Dans mon modèle mental, je préfère penser par conséquent qu’être riche, c’est vivre en dessous de ses moyens, et s’en réjouir. Il est bien plus rentable de s’entraîner à vivre plus le plus pauvrement que possible, car cela augment notre bonheur global (on s’y habitue) et en plus, ça nous confère une plus grande liberté (moins besoin de gagner de l’argent).
Quand je parle de l’adaptation hédonique, mes interlocuteurs trouvent ce phénomène plutôt déprimant : à quoi bon courir après quelque chose, si cela ne nous rend pas heureux? Alors qu’au contraire, c’est une excellent nouvelle :
cela veut simplement dire qu’une vie heureuse ne vient pas par hasard au détour de la vie, à un moment où l’on a atteint ses objectifs. Vivre heureux est une entreprise. Cela demande de reconstruire activement sa vie autour de certains axes.
Mais si les circonstances ne font rien, on fait quoi?
Depuis que j’ai découvert la psychologie positive – la science qui s’intéresse au bonheur – j’ai l’impression que de nombreuses personnes se trompent profondément dans leurs choix de vie. Elles poursuivent certains buts et espèrent que cela les rendra plus heureux automatiquement.

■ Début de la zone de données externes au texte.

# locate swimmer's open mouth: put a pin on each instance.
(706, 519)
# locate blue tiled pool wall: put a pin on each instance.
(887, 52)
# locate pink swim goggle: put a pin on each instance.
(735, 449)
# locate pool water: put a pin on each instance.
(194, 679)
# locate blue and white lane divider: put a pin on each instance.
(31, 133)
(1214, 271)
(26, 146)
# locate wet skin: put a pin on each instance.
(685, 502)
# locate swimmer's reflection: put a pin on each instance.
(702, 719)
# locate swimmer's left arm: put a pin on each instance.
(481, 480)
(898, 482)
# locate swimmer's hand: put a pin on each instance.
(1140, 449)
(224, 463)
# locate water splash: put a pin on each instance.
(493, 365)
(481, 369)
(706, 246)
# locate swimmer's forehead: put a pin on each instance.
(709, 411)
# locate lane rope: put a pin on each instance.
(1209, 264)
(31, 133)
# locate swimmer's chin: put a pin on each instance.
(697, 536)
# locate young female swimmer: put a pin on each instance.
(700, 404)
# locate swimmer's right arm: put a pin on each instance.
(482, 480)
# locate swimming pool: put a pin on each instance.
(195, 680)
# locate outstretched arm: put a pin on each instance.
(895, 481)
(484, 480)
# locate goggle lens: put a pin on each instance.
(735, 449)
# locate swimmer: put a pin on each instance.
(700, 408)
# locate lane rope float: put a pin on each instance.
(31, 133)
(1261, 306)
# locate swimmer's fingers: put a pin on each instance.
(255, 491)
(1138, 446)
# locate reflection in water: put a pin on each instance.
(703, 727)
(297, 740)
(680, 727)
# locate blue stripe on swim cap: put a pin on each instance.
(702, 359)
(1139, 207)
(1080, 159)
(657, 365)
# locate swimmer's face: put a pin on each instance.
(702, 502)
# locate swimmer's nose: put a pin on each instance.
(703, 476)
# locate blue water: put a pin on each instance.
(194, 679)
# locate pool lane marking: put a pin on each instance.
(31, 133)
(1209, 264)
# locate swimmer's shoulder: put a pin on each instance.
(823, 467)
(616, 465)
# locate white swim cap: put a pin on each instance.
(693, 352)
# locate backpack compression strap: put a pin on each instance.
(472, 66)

Sauf qu’on sait désormais que cette stratégie n’est pas efficace.
La beauté de la chose, c’est que Lyubomirski nous donne les stratégies qui permettent de vivre plus sereinement. Elle a défini 6 axes d’améliorations qui rendent durablement plus heureux :
- ressentir/exprimer de la gratitude et penser positivement (rien n’est grave, après tout)
- s’impliquer dans ses relations
- gérer son stress et ses traumatismes
- vivre dans le présent
- se fixer des objectifs
- prendre soin de soi
Lisez cet ouvrage, car elle présente des exercices pour chacun des axes d’amélioration. Inutile de vouloir tout améliorer en même temps, il vaut mieux se concentrer sur un axe à la fois. Mais vivre selon ces priorités est probablement une bonne manière de devenir plus heureux petit à petit.
Et à l’échelle de la société, on fait quoi?
Ce que je trouve étrange, c’est qu’il est évident pour moi que rendre ses citoyens plus heureux devrait être l’objectif principal d’une nation. Et pourtant, les trois priorités des français, sont, dans l’ordre : le pouvoir d’achat, la baisse du chômage et la diminution des impôts.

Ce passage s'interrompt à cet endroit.